= 2007 Hong Kong Games =

Sports event in Hong Kong

The 2007 Hong Kong Games, officially known as The 1st Hong Kong Games (第一屆全港運動會) was a major multi-sport event in Hong Kong and the debut of the bi-annual Hong Kong Games. The games were staged between 4 April	and 6 May 2007, with participation from 1287 athletes. The events were held in Hong Kong's Kwai Tsing District.

== Purpose ==
The Hong Kong Games are held to provide more opportunities for participation, sharing and cooperation in sports in the community and to promote communication and friendship among the 18 districts. It also allows the relevant units to strengthen the cohesion of the community. Moreover, it promotes the idea of "sports for all" in the society in order to raise the standard of sports in Hong Kong.

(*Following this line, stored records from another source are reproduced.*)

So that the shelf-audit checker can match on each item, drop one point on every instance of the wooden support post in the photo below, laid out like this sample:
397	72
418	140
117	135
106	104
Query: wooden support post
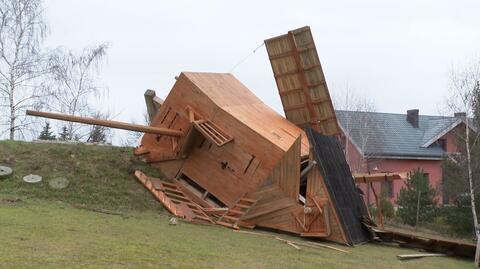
379	209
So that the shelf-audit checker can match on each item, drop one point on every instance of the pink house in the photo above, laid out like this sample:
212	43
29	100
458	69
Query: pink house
386	142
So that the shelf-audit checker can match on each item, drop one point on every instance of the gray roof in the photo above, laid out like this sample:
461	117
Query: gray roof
392	136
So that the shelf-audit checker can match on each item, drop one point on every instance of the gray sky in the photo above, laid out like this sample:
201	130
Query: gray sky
398	53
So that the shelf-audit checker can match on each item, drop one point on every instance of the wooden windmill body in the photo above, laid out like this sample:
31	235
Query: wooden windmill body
229	159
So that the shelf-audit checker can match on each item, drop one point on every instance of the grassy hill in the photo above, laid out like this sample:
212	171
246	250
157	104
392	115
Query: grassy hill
44	230
99	176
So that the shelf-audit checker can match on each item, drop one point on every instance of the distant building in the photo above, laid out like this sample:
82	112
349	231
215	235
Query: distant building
386	142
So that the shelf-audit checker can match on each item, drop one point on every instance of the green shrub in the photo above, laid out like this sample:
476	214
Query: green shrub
458	217
408	198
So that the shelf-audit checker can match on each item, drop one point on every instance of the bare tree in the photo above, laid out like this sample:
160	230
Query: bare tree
465	97
74	82
22	31
359	123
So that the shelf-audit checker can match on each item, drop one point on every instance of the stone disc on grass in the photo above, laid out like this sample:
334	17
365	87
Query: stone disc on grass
32	178
58	183
5	171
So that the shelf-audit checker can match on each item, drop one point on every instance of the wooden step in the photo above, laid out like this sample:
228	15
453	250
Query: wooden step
203	218
247	200
171	190
168	184
235	212
156	183
230	217
241	206
171	195
229	225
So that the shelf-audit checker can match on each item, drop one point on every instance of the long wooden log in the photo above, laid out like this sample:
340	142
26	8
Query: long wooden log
107	123
378	177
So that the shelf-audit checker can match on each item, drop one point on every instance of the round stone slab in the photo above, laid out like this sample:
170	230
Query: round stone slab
32	178
58	183
5	171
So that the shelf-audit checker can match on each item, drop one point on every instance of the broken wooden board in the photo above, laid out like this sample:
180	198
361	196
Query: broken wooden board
301	82
432	243
420	255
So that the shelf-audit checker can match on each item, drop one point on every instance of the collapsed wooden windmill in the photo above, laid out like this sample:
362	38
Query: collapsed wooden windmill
231	160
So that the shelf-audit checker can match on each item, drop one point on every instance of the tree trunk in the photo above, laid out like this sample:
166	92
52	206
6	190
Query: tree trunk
418	207
472	194
12	113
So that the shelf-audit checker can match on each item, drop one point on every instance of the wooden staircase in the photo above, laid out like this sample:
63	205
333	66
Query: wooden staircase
232	218
174	199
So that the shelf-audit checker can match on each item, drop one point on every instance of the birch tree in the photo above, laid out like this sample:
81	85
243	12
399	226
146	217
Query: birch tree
22	31
75	83
465	97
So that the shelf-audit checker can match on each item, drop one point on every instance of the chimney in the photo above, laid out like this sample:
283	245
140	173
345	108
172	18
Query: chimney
460	115
412	117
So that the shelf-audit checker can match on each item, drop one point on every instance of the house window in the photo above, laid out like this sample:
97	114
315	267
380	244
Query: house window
387	189
442	143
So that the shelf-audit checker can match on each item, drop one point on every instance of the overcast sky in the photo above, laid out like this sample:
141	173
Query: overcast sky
398	53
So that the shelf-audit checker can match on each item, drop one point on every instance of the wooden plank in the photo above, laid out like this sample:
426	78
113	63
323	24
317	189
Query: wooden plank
420	255
296	67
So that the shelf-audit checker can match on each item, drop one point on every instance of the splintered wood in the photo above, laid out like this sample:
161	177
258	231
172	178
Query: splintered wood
301	82
295	244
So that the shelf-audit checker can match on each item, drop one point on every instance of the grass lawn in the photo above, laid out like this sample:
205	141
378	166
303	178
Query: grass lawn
46	234
47	229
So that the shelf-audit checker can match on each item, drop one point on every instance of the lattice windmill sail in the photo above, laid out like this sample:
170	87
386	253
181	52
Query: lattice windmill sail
301	82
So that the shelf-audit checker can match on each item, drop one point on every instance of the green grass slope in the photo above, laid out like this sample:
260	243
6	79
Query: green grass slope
40	234
44	230
99	176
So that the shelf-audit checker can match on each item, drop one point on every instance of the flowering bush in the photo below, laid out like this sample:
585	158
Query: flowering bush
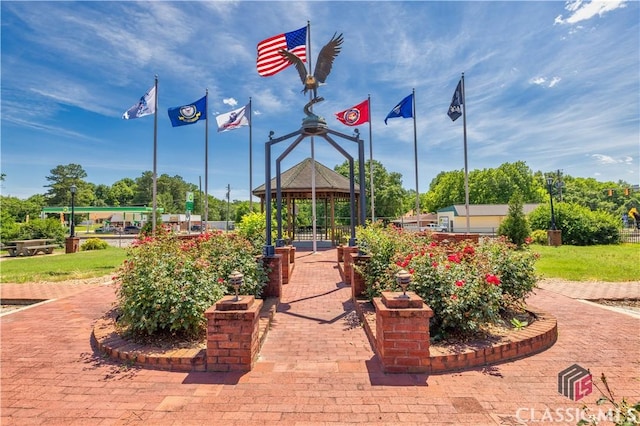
166	283
466	284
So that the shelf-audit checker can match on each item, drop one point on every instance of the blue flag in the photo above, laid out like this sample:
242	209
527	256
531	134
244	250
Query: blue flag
455	110
403	109
188	114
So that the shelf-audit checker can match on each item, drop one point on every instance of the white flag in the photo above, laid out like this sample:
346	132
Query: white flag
145	106
234	119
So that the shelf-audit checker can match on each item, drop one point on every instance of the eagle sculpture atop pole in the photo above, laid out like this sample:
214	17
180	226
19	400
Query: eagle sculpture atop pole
323	66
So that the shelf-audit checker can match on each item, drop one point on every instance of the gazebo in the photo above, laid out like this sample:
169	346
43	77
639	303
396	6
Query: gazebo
330	187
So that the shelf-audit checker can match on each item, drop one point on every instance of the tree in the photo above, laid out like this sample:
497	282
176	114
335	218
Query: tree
61	179
515	226
487	186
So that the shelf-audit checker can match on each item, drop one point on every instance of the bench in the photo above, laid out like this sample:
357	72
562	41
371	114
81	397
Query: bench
45	248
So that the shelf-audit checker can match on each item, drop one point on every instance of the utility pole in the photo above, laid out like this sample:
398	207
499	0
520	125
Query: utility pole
559	184
228	203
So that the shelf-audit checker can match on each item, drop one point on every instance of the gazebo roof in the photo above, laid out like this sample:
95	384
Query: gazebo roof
297	181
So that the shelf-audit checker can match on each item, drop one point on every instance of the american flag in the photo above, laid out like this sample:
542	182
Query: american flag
270	61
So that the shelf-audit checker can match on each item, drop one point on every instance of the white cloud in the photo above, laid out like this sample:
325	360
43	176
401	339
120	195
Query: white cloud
554	81
542	81
582	11
606	159
230	101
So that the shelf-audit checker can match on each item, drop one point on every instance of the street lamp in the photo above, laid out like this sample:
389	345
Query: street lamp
73	199
553	216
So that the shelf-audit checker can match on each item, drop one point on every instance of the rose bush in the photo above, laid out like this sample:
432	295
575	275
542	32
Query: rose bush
466	284
166	283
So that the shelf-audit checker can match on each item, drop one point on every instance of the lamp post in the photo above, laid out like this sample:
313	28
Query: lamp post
553	216
73	197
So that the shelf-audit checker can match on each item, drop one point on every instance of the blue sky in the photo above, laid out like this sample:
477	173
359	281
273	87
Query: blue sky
553	84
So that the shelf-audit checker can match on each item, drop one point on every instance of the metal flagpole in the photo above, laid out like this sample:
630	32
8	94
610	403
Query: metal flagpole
155	159
415	156
206	162
373	215
250	158
466	167
313	159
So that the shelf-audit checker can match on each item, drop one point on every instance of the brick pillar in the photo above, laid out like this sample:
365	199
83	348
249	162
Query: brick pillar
284	253
348	253
232	334
402	333
357	279
274	285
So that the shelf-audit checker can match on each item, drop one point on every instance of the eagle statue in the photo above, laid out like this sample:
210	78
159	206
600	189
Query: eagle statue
323	65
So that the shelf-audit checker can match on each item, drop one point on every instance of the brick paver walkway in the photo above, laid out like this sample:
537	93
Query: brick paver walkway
316	367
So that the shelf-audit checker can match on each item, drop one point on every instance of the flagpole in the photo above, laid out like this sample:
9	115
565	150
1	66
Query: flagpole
206	161
415	156
155	158
373	215
250	158
313	159
466	167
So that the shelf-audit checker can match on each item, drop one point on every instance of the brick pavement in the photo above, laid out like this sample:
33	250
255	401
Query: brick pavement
316	367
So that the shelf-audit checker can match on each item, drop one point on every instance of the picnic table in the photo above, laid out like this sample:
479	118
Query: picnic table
30	247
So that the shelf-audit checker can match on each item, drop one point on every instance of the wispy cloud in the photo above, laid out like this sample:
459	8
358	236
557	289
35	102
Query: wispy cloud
580	10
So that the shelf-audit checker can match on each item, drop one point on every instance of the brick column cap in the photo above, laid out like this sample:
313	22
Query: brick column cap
229	303
392	300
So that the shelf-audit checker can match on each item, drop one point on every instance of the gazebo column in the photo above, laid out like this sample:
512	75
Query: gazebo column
333	219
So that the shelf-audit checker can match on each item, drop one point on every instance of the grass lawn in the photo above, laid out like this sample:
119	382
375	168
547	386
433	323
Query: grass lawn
612	263
616	263
83	264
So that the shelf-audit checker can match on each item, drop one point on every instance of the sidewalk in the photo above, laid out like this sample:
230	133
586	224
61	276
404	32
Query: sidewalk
316	366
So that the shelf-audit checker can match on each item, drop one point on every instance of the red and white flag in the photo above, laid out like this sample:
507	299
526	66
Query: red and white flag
356	115
270	61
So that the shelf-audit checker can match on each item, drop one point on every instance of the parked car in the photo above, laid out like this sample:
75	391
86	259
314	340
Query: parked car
131	229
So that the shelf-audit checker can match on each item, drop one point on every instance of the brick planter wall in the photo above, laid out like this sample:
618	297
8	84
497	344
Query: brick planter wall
402	333
233	334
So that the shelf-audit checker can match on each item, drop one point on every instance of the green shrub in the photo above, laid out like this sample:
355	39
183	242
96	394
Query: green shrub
94	244
580	226
253	228
384	245
466	284
539	237
167	283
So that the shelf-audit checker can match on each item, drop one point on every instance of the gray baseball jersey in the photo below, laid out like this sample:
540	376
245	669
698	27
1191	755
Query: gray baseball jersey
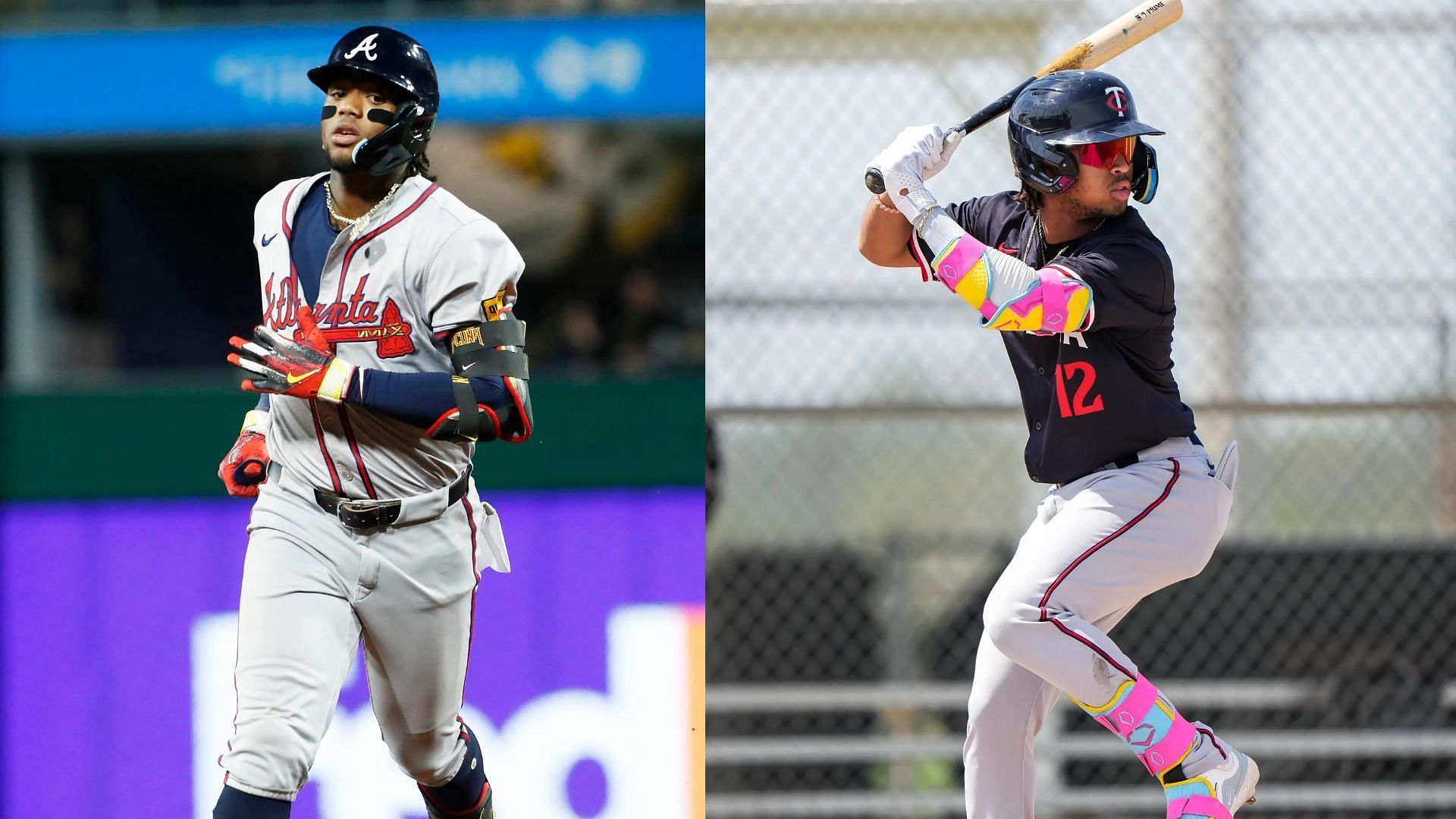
424	264
312	588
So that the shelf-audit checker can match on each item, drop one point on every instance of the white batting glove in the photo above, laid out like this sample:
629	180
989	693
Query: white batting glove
919	150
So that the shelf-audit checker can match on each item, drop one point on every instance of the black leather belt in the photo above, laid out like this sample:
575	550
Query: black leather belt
376	513
1128	461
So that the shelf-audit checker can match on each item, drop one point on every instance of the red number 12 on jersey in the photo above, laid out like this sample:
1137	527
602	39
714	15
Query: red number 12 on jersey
1088	376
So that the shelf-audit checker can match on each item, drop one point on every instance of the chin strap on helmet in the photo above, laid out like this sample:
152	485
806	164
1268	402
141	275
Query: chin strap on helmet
1145	172
395	145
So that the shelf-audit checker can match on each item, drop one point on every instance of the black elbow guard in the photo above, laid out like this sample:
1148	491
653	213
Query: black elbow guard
488	349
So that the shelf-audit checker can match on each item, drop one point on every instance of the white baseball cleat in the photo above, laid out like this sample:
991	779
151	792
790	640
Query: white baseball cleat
1218	793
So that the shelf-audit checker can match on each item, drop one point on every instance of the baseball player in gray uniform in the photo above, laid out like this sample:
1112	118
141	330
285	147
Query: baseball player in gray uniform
388	347
1082	295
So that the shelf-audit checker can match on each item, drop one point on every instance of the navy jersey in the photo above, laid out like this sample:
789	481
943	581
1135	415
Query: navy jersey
1098	395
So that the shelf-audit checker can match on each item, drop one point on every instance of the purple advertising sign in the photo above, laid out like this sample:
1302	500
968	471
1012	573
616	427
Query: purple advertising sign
118	627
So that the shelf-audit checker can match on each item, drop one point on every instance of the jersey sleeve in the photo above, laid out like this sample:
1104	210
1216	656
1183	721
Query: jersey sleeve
475	264
1131	284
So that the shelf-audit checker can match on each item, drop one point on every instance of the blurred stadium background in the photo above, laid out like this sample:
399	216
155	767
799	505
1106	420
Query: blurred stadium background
136	140
870	483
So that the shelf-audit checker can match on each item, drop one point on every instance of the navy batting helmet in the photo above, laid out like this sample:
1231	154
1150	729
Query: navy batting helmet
398	60
1076	108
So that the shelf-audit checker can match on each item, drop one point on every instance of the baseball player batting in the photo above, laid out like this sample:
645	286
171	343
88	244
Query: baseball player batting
1082	295
388	349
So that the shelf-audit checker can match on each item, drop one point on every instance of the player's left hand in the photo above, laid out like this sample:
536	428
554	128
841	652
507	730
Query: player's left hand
919	152
916	155
303	366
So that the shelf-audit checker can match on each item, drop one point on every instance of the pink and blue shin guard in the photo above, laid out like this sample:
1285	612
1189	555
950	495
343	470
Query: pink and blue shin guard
1163	739
1153	729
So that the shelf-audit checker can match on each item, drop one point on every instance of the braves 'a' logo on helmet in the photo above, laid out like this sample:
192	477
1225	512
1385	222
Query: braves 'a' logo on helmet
366	46
1117	99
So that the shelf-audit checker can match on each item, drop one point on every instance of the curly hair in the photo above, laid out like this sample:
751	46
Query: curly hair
1031	200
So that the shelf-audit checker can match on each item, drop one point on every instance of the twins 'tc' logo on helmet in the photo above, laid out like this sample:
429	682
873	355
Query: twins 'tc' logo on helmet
1116	99
366	46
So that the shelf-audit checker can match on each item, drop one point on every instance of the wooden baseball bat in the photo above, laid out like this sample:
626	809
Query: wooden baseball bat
1134	27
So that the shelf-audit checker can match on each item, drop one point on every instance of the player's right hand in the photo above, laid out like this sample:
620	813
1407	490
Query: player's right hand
919	150
246	464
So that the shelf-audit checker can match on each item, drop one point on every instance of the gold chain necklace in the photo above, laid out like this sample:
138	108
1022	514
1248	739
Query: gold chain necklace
354	224
1040	235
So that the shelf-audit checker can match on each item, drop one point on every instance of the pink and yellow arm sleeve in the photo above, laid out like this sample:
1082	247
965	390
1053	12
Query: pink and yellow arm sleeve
1008	293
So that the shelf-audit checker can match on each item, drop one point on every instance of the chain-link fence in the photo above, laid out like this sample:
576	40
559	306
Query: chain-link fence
1307	203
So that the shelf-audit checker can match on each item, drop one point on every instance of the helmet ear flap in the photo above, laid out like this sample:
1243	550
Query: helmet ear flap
1046	168
1145	172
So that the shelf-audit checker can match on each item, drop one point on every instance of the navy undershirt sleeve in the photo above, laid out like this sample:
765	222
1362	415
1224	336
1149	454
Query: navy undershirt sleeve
421	398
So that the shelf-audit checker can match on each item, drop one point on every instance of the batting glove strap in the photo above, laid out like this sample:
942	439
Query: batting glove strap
255	422
290	368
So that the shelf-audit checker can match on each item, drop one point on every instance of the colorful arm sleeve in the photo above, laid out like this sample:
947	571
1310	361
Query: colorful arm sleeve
1008	293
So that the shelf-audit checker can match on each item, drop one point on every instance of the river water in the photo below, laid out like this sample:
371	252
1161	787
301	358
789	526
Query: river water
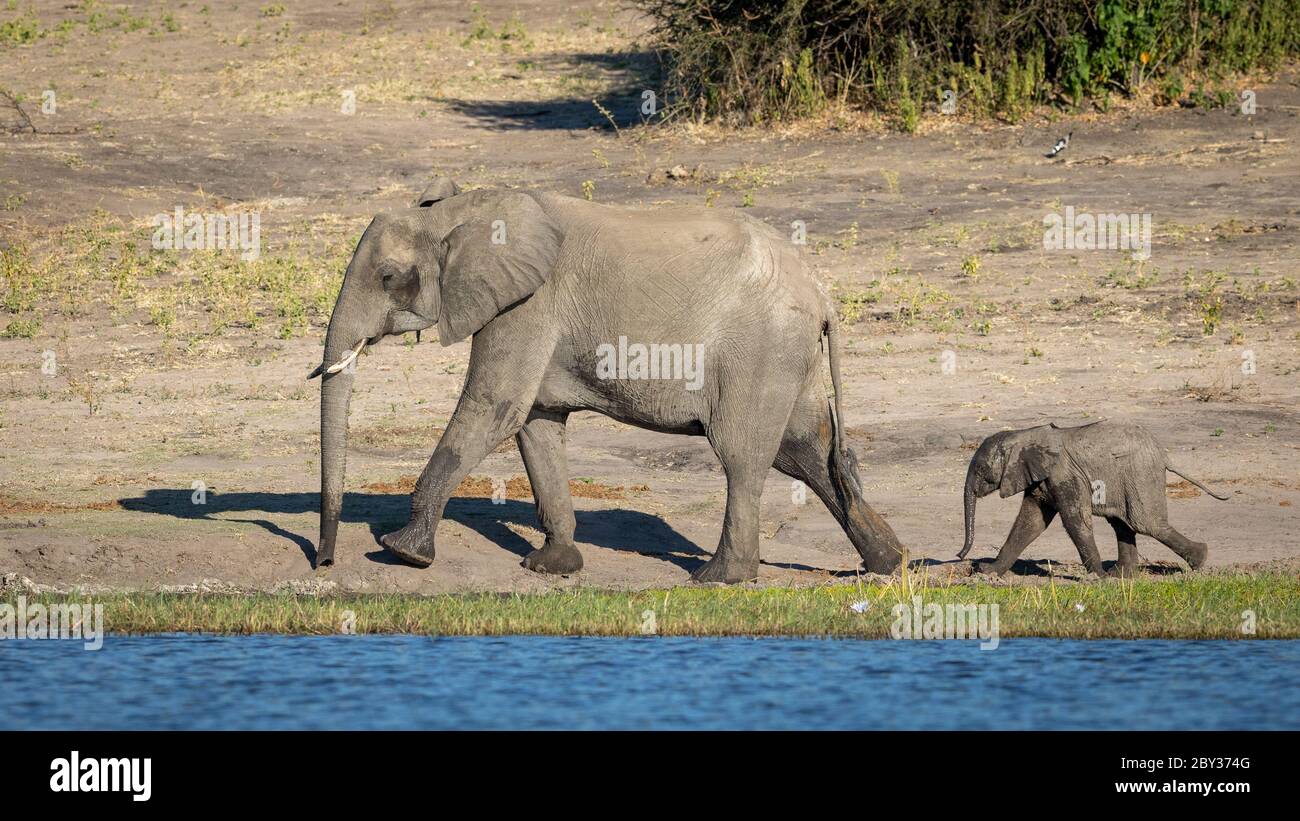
183	681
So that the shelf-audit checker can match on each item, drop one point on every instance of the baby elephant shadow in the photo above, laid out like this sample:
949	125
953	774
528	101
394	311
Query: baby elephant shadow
616	529
1044	568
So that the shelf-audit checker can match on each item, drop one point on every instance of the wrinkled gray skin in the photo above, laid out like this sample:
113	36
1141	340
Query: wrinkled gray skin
1056	468
568	277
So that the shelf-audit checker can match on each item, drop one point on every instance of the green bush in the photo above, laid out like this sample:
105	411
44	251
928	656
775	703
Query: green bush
767	60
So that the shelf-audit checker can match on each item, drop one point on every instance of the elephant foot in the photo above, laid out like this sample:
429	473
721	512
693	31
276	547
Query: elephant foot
559	559
412	544
726	569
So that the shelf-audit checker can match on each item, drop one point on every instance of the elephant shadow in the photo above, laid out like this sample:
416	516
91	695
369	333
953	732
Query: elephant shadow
616	529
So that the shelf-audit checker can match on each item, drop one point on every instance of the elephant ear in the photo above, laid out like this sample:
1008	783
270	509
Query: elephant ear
501	253
1026	467
438	190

The Sports Commission is the organiser of the Hong Kong Games, and the Community Sports Committee is the coordinator. The 18 District Councils, the Leisure and Cultural Services Department, the Sports Federation & Olympic Committee of Hong Kong, China and the related sports associations are the co-organisers of the Games.

==Events==
The 2007 Hong Kong Games were held in Kwai Tsing District and included 4 separate events: athletics, basketball, badminton and table tennis. Two more events were added in the 2009 2nd Hong Kong Games: swimming and tennis. In 2009, the Games moved to Yuen Long District.